Re: [PATCH 2/2] arm64: dts: qcom: SM8750: Enable CPUFreq support

From: Akhil P Oommen

Date: Wed Jan 21 2026 - 07:57:58 EST

On 1/21/2026 5:06 PM, Konrad Dybcio wrote:
> On 1/20/26 9:54 PM, Akhil P Oommen wrote:
>> On 1/20/2026 8:13 PM, Konrad Dybcio wrote:
>>> On 1/20/26 12:25 PM, Akhil P Oommen wrote:
>>>> On 1/20/2026 3:44 PM, Konrad Dybcio wrote:
>>>>> On 1/19/26 8:00 PM, Akhil P Oommen wrote:
>>>>>> On 12/11/2025 12:32 AM, Jagadeesh Kona wrote:
>>>>>>> Add the cpucp mailbox, sram and SCMI nodes required to enable
>>>>>>> the CPUFreq support using the SCMI perf protocol on SM8750 SoCs.
>>>>>>>
>>>>>>> Signed-off-by: Jagadeesh Kona <jagadeesh.kona@xxxxxxxxxxxxxxxx>
>>>>>>
>>>>>> Just curious, does this patch enable thermal mitigation for CPU clusters
>>>>>> too?
>>>>>
>>>>> If nothing changed, we have lets-not-explode type mitigations via LMH,
>>>>> but lets-not-burn-the-user would require a skin temp sensor to be
>>>>> wired up, which then could be used to enable some cooling action
>>>>
>>>> In some chipsets, I have noticed that the gpu cooling device throttles
>>>> GPU to the lowest OPP even with not-so-heavy GPU workloads, making it
>>>> unusable-ly slow.
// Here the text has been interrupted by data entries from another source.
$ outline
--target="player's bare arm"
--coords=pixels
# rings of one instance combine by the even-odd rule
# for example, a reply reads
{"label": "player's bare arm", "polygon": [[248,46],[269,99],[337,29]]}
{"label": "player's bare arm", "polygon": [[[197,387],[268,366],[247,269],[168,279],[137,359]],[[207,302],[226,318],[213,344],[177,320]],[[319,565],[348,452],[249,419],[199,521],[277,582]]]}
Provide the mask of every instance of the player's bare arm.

My hypothesis was that it was due to unmitigated CPU
>>>> temperature tripping up GPU Tsens.
>>>>
>>>> So, I am wondering if there are any additional CPU cooling related
>>>> changes required to get a reasonable overall performance under thermal
>>>> constraints.
>>>
>>> Yes, something like the aforementioned skin-temp sensor at least..
>>
>> I suppose this sensor is off-chip and slow to react.
>
> Yes, this would be placed somewhere on the chassis of the device to
> reflect the actual temperature that the user could experience (since
> there are regulations about maximum values of that)
>
>>> Today Linux will not throttle the CPUs at all (they're not even declared
>>> as cooling devices) and we sorta agreed that in general it's a good thing
>>> (tm), because otherwise we'd be coding in a cooling profile into the SoC
>>> DTSI without taking into account the cooling capabilities of a given end
>>> device (i.e. in an extreme case, a PC with SM8650 with a cooler that's
>>> 3kg of aluminium vs a Steam Frame headset where the SoC is centimeters
>>> away from your face)
>>>
>>> Currently, we have cooling policies for devices with fans and the only
>>> other action is based on a skin temperature sensor (sc8280xp + x13s).
>>> Everything else is left up to the LMH defaults. AFAIK work is ongoing to
>>> create a more informed solution, that would have to (quite obviously)
>>> live in userland.
>>
>> I can understand that the skin-temp based mitigation is influenced by
>> various design decision outside of the SoC die. But I think there should
>> an on-chip sensor based mitigation which is fast and usually for a short
>> duration which helps to avoid extreme temperature or violating the
>> maximum operating point of the chipset. I guess it should depend only on
>> the SoC characteristics as it is a last resort. It may be implemented in
>> SW (like cooling device for Adreno GPU) or in HW. Probably the LMH
>> hardware you mentioned offers this functionality for CPU clusters. I
>> have no clue. :(
>
> Yes, the CPUs are covered.

Does this LMH based thermal migitation require any initialization from
Linux? If yes, could you please share a link to a patch which enables it
for any recent chipset for my reference?

-Akhil.

>
>> I am hoping that if this on-chip mitigation is enabled and wired up
>> correctly for CPU clusters (probably DDR too), it would reduce the
>> unnecessary thermal trips on GPU Tsens and help to reach a performance
>> equilibrium which is reasonably good.
>
> Today, the OS is unaware that it can throttle anything else than the
> GPU, so in its view that's the reasonable step to take. Further, any
> device it knows how to throttle, it'll do so in a very jittery fashion
> where it crosses the threshold, gets slowed down, cools a bit, gets
> unthrottled, heats back up, rinse and repeat (because the cooling
> solution of almost any form-factor is not capable of sustaining a
> 100%usage workload for long)
>
> Konrad